Dari sekian banyak kekayaan
alam yang dihadirkan di Maluku Utara, adalah bacan sebuah nama pulau,
nama kerajaan, sekaligus juga nama batu mulia yang telah melambungkan
namanya ke mancanegara. Untuk yang terakhir itu, bacan sebagai nama
jenis batu mulia telah tersohor hingga ke luar negeri bukan hanya di
masa sekarang melainkan sejak abad pertengahan dimana kawasan ini
menjadi pusat rempah-rempah dunia.
Meski pamor batu bacan
menguat beberapa tahun belakangan di kalangan peminat batu mulia namun
sebenarnya orang di kawasan empat kerajaan Maluku (Terante, Tidore,
Jailolo, dan Bacan) sudah mengetahui jauh sebelumnya.
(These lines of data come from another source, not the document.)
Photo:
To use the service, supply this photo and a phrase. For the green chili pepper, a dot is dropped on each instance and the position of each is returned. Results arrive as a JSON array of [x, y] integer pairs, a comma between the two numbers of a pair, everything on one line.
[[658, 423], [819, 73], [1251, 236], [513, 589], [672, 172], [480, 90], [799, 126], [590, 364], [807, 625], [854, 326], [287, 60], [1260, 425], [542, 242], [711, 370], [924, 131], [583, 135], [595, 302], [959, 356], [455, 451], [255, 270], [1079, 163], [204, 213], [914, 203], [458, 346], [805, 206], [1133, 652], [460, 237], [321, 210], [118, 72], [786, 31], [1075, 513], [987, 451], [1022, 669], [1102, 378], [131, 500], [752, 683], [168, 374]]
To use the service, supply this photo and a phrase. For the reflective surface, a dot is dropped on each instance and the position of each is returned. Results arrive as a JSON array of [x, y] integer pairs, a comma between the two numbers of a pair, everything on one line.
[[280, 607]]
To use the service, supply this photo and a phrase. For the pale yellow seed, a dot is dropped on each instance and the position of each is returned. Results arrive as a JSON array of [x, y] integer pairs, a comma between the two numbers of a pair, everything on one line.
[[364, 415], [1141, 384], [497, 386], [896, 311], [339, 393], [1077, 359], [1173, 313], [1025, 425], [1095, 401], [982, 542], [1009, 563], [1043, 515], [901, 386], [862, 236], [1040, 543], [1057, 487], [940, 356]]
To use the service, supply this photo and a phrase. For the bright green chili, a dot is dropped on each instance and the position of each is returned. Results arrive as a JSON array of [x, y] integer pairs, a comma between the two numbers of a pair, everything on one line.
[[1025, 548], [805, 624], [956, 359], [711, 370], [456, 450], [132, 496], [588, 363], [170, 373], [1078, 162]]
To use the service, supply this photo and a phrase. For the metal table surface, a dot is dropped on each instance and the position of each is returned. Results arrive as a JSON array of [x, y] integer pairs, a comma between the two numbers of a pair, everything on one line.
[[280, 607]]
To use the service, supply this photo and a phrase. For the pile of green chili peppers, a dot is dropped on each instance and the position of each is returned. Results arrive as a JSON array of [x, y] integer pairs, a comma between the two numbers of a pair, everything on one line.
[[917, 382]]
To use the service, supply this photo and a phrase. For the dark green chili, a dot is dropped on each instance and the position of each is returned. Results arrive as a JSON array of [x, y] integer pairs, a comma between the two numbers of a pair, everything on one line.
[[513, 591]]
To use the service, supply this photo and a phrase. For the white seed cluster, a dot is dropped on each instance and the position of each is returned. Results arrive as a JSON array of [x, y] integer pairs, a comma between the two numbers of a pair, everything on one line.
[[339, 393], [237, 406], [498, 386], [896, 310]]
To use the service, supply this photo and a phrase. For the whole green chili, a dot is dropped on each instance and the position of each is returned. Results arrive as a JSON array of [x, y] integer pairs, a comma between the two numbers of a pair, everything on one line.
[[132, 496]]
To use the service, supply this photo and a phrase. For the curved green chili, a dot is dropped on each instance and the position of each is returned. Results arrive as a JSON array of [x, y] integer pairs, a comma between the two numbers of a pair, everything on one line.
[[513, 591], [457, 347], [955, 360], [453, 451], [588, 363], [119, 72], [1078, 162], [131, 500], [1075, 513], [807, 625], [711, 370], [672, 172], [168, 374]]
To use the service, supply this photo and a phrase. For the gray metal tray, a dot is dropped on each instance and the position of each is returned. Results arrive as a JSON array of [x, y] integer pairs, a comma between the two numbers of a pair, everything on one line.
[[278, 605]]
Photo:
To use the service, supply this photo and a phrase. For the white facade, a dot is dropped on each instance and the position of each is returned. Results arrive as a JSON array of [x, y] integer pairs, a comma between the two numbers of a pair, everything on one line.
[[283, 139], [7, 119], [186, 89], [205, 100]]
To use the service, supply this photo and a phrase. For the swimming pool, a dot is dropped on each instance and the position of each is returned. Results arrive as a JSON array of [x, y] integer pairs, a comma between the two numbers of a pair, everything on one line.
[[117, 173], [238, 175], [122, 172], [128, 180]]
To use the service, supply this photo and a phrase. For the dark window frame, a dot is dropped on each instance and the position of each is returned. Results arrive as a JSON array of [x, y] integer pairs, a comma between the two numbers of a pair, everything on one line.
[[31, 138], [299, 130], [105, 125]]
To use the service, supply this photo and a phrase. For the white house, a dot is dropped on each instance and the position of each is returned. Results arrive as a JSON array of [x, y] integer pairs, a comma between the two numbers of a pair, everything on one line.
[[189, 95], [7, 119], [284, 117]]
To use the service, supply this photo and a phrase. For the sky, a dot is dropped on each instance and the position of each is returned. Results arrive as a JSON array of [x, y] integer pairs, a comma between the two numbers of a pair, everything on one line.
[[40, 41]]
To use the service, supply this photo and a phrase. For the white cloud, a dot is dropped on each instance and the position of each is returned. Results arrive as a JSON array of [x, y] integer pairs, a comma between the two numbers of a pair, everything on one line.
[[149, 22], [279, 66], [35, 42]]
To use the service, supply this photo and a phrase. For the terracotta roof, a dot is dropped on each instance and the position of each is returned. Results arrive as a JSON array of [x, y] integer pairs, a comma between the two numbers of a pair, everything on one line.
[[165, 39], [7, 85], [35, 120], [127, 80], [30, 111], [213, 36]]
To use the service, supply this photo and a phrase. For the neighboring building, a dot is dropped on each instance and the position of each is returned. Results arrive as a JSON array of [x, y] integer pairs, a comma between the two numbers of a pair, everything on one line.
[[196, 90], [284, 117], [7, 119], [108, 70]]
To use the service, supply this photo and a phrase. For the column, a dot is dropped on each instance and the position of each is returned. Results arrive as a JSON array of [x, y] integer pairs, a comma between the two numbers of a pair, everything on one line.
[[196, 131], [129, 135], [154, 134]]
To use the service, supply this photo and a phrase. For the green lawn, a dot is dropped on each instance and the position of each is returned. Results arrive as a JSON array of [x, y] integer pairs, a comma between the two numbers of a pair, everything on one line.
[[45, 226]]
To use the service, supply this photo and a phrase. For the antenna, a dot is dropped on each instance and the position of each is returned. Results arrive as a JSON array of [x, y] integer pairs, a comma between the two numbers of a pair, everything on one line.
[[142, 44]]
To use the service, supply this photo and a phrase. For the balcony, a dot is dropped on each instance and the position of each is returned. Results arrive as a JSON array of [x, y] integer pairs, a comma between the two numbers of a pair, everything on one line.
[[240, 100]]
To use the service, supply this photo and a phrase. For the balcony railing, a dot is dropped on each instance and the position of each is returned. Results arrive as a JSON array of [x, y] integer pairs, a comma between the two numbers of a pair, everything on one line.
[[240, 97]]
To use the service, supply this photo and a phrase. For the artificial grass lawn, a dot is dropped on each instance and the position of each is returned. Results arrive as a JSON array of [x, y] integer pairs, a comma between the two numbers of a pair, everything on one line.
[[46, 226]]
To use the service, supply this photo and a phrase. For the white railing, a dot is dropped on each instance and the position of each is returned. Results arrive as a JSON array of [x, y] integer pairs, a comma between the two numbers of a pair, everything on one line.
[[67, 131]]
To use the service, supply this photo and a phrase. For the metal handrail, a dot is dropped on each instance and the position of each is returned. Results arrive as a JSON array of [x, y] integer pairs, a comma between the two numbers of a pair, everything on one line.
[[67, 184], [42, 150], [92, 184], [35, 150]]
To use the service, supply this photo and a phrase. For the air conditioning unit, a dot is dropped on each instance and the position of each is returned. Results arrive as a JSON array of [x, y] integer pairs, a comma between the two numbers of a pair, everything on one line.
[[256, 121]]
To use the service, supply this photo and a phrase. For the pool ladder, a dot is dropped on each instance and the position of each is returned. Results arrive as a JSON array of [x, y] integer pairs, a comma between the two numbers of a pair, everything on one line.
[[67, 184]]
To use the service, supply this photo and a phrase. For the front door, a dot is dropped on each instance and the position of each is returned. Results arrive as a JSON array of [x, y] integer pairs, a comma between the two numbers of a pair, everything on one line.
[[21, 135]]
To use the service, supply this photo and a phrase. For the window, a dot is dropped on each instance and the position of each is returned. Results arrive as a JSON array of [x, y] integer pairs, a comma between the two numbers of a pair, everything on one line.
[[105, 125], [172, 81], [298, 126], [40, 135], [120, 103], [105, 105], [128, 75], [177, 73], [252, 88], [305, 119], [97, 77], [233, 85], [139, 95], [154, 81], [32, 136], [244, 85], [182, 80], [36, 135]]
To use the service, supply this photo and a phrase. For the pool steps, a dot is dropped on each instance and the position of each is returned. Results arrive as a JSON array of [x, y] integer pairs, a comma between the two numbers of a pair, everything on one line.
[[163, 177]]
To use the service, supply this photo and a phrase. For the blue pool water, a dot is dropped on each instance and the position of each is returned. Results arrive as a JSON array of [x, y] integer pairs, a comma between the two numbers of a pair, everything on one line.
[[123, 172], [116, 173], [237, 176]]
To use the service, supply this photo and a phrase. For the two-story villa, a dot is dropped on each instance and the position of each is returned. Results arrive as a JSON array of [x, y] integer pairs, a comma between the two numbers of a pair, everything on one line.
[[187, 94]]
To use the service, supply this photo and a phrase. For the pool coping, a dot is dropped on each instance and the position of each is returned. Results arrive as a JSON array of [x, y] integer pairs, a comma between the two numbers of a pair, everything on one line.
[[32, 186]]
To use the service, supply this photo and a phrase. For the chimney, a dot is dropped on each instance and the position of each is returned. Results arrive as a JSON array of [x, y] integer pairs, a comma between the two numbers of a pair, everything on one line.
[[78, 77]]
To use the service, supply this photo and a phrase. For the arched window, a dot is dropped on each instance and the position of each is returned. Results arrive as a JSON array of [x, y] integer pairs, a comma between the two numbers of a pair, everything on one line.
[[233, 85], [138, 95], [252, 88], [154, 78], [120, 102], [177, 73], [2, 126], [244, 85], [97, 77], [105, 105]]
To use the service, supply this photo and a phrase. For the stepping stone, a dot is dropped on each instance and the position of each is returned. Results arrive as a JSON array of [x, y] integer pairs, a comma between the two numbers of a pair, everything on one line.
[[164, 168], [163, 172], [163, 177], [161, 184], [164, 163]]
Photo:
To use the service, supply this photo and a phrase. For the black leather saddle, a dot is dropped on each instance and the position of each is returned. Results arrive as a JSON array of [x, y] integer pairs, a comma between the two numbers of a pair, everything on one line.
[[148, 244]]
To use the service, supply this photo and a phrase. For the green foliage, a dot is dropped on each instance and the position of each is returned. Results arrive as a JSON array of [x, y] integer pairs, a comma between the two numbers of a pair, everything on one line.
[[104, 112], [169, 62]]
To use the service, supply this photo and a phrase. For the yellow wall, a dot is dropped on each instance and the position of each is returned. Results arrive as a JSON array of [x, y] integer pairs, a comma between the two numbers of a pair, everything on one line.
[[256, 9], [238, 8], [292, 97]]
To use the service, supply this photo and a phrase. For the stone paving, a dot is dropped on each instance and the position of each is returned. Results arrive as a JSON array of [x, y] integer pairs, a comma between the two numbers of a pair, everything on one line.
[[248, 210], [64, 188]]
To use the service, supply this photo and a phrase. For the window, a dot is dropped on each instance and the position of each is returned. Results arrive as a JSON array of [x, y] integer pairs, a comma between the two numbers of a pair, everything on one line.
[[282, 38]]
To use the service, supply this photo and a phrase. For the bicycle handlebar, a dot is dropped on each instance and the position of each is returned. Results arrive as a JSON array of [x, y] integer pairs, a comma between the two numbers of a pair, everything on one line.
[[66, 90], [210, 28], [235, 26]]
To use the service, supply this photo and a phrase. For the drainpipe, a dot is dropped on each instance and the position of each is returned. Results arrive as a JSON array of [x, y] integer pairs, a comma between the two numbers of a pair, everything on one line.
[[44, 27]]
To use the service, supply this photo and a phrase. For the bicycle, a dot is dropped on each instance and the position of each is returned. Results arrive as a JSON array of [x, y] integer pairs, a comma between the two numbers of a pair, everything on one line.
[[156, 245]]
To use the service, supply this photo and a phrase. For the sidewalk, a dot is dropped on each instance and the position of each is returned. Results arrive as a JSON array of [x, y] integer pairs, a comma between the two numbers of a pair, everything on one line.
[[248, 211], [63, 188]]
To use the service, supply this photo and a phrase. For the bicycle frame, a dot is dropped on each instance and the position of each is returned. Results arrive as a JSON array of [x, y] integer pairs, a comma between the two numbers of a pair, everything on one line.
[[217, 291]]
Nama pulau
penghasil batu bacan sendiri adalah Pulau Kasiruta. Akan tetapi,
penisbahan nama bacan diawali dari tempat pertama kali batu itu
diperdagangkan, yaitu Pulau Bacan yang tidak seberapa jauh jaraknya dari
Pulau Kasiruta.
Batu bacan merupakan 'batu
hidup' karena kemampuannya berproses menjadi lebih indah secara alami
ataupun cukup dengan mengenakannya setiap hari dalam bentuk cincin,
kalung, ataupun kepala sabuk. Batu bacan dengan inklusi atau serat batu
yang banyak secara perlahan akan berubah menjadi lebih bersih (bening)
dan mengkristal dalam waktu bertahun-tahun.
Sebagai contoh, batu bacan
warna hitam secara bertahap mampu berubah menjadi hijau. Tidak cukup
berproses sampai di situ, berikutnya batu ini masih bisa berubah lagi
dalam proses 'pembersihan' sehingga menjadi hijau bening seperti air.
Untuk mempercepat proses tersebut biasanya pemilik batu bacan akan
terus-menerus memakainya hingga berubah warnanya.
Tidak hanya mampu 'hidup' berubah
warna secara alami, batu bacan juga untuk beberapa jenis dapat menyerap
senyawa lain dari bahan yang melekatinya. Seperti sebutir batu bacan
hijau doko yang dilekatkan dengan tali pengikat berbahan emas mampu
menyerap bahan emas tersebut sehingga bagian dalam batunya muncul
bintik-bintik emas.
Kemampuan batu bacan yang berubah
warna secara alami dan mencerap bahan melekatinya itulah yang membuat
pecinta batu mulia di luar negeri dari China, Arab, dan Eropa tercengang
dan kagum terhadapnya. Selain itu, batu bacan juga memiliki tingkat
kekerasan batu 7,5 skala Mohs seperti batu jamrud dan melebihi batu
giok. Dengan keistimewaan dan keunggulan batu bacan itulah banyak
pecinta batu mulia dari luar negeri memburunya sejak tahun 1994. Di
Indonesia sendiri batu ini baru popular belakangan sejak 2005 dimana
sekarang harganya sangat mahal serta kurang logis bagi orang awam
.
Sebagai panduan singkat bahwa jenis batu bacan berkualitas yang umum
dikenal dan beredar di pasaran ada dua, yaitu bacan doko dan bacan
palamea. Bacan doko kebanyakan berwarna hijau tua sedangkan bacan
Palamea berwarna hijau muda kebiruan. Nama palamea dan doko sendiri
diambil dari nama desa di Pulau Kasiruta. Kedua desa tersebut memiliki
deposit batu bacan cukup banyak selain di desa Imbu Imbu dan Desa
Besori. Batu bacan sendiri merupakan jenis batu krisokola yang
kebanyakan berwarna hijau kebiruan. Kekerasan awal batu ini berkisar
antara 3-4 pada skala Mohs. Batu Bacan berkualitas adalah yang telah
mengalami proses silisifikasi sehingga kekerasannya mencapai 7 pada
skala Mohs. Batu bacan yang sudah memproses alami akan terlihat
mengkilat dan keras ketika sudah diasah.